Metadata-Version: 2.1
Name: scrapeghost
Version: 0.2.0
Summary: Experimental library for leveraging GPT for web scraping.
License: Hippocratic License HL3-EXTR-FFD-LAW-MIL-SV
Author: James Turk
Author-email: dev@jamesturk.net
Requires-Python: >=3.10,<4.0
Classifier: License :: Other/Proprietary License
Classifier: Programming Language :: Python :: 3
Classifier: Programming Language :: Python :: 3.10
Classifier: Programming Language :: Python :: 3.11
Requires-Dist: cssselect (>=1.2.0,<2.0.0)
Requires-Dist: lxml (>=4.9.2,<5.0.0)
Requires-Dist: openai (>=0.27.1,<0.28.0)
Requires-Dist: rich (>=13.3.2,<14.0.0)
Requires-Dist: structlog (>=22.3.0,<23.0.0)
Requires-Dist: typer (>=0.7.0,<0.8.0)
Description-Content-Type: text/markdown

# scrapeghost

An experiment in using GPT-4 to scrape websites.
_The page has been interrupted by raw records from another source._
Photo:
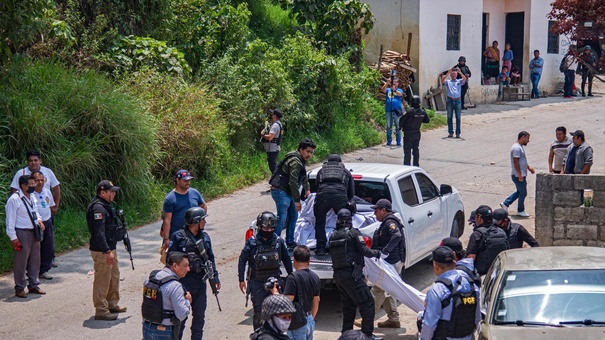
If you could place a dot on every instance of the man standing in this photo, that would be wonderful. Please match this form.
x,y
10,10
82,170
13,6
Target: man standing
x,y
454,96
335,188
486,241
303,285
103,227
410,123
460,315
177,202
160,315
393,107
390,241
45,202
519,170
348,250
516,233
558,151
263,254
21,216
285,183
579,155
271,138
195,242
535,68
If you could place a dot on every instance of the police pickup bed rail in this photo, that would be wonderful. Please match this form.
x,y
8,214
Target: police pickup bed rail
x,y
429,212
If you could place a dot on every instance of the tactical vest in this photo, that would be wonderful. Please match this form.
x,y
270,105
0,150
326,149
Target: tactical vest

**Caution: Use at your own risk, a single call can cost somewhere around $0.36 on larger pages at current rates.**

See the [examples directory](https://github.com/jamesturk/scrapeghost/tree/main/examples) for current usage.

## License

Currently licensed under Hippocratic License 3.0, see [LICENSE.md](LICENSE.md) for details.

## Usage

You will need an OpenAI API key with access to the GPT-4 API.  Configure those as you otherwise would via the `openai` library.

```python
import openai
openai.organization = os.getenv("OPENAI_API_ORG")
openai.api_key = os.getenv("OPENAI_API_KEY")
```

### Basics

The `SchemaScraper` class is the main interface for building automatic scrapers.

To build a scraper, you provide a schema that describes the data you want to collect.

```python
>>> from scrapeghost import SchemaScraper
>>> scrape_legislators = SchemaScraper(
    schema={
        "name": "string",
        "url": "url",
        "district": "string",
        "party": "string",
        "photo_url": "url",
        "offices": [{"name": "string", "address": "string", "phone": "string"}],
    }
)
```

There's no pre-defined format for the schema, the GPT models do a good job of figuring out what you want and you can use whatever values you want to provide hints.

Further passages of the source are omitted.